Honestly, I’m angry. I’m asking God and others to help me discern what fraction of my anger is the righteous indignation of scripture. Yes, not all anger is sin. Yet I’m also feeling tender compassion for the sinners and their families. Like me, they remain in need of a Savior who forgives the repentant sinner even before we ask. “It is finished!” meant that every past, present and future sin committed by His own were forgiven once and for all.
But sin has consequences, and exposed sin results in deeper and more painful consequences than confessed sin. The fact is people who confess their sins rather than wait for them to be discovered do those they love a precious service.

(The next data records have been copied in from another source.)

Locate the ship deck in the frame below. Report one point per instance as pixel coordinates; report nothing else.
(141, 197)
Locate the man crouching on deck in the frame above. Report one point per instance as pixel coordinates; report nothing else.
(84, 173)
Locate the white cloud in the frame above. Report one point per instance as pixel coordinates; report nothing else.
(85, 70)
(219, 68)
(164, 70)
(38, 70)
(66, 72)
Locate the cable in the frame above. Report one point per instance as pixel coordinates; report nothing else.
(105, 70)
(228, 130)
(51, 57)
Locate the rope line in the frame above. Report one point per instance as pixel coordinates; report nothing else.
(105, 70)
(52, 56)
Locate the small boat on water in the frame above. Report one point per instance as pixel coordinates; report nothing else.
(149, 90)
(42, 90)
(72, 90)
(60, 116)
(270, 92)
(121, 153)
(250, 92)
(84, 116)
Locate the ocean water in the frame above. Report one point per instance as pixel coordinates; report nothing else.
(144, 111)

The truth is we don’t get away with sin.
God sees to it that sin doesn’t stay hidden forever. We think we’re safe from exposure. Our self-deception lures us to really believe we won’t do it again, so why confess? We love the pleasures of sin more than we love those we’re betraying. “For whatever is hidden is meant to be disclosed, and whatever is concealed is meant to be brought out into the open” (Mark 4:22). The fact that something is hidden, in other words, means it will be found. God will see to it that your sin is revealed one way or another because he loves you.

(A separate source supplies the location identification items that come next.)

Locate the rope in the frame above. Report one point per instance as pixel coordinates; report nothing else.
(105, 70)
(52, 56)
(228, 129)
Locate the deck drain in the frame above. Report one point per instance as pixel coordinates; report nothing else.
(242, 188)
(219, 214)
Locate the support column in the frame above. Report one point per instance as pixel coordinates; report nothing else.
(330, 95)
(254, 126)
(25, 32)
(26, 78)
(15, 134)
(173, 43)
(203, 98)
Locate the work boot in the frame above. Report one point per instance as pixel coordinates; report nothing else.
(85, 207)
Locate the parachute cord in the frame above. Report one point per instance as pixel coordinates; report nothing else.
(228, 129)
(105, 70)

The bloggers exhortation to “just stop it!” is the cry of every heart that has personally experienced or loved another through the aftermath of sexual betrayal. And the scriptures are clear: “If your right eye causes you to stumble, gouge it out and throw it away. And if your right hand causes you to stumble, cut it off and throw it away. It is better for you to lose one part of your body than for your whole body to go into hell” (Matthew 5: 2-30).
These verses are set in the context of Jesus creating a similarity — not a contrast — between lust and adultery. Yes, lusting is far more like adultery than we realize. Eyes and hands are how sexual sin gets started and Jesus is mincing no words. We are called to do whatever it takes to not participate in sexual sin, including cutting off the way it gets started, and keeping our eyes and hands to ourselves.
But when it happens, we are given a way of escape: confession. "Just stop it" is the right thing to do, but when sin becomes bondage the better exhortation is “Just confess it!” Once Mom knew her alcohol use had become a sinful bondage-turned-addiction she immediately started confessing and asking for help. The penitent sinner always confesses, first to God and then to others. The one who wants to keep a back door open to repeating his or her sin or is more eager to protect our reputation...and keep the deathly secret garden alive. And often the behavior isn’t the only thing hidden. The addict is often the last to know that shackles have put him or her into the clutches of bondage. After all, “I can stop this any time I want to. And I’ve already stopped over and over.” The reality is there are some sins that you can’t “just stop” on your own because addiction has set in and you don’t even know it.
Are you struggling with hidden sin? Are you starting to become anxious about the hold alcohol or porn or eating or shopping or nicotine or gambling has on you? Have you “stopped” again and again, only to return to your hidden habit? Are you afraid that if you confess you’ll lose the respect or loyalty of someone/some people you love?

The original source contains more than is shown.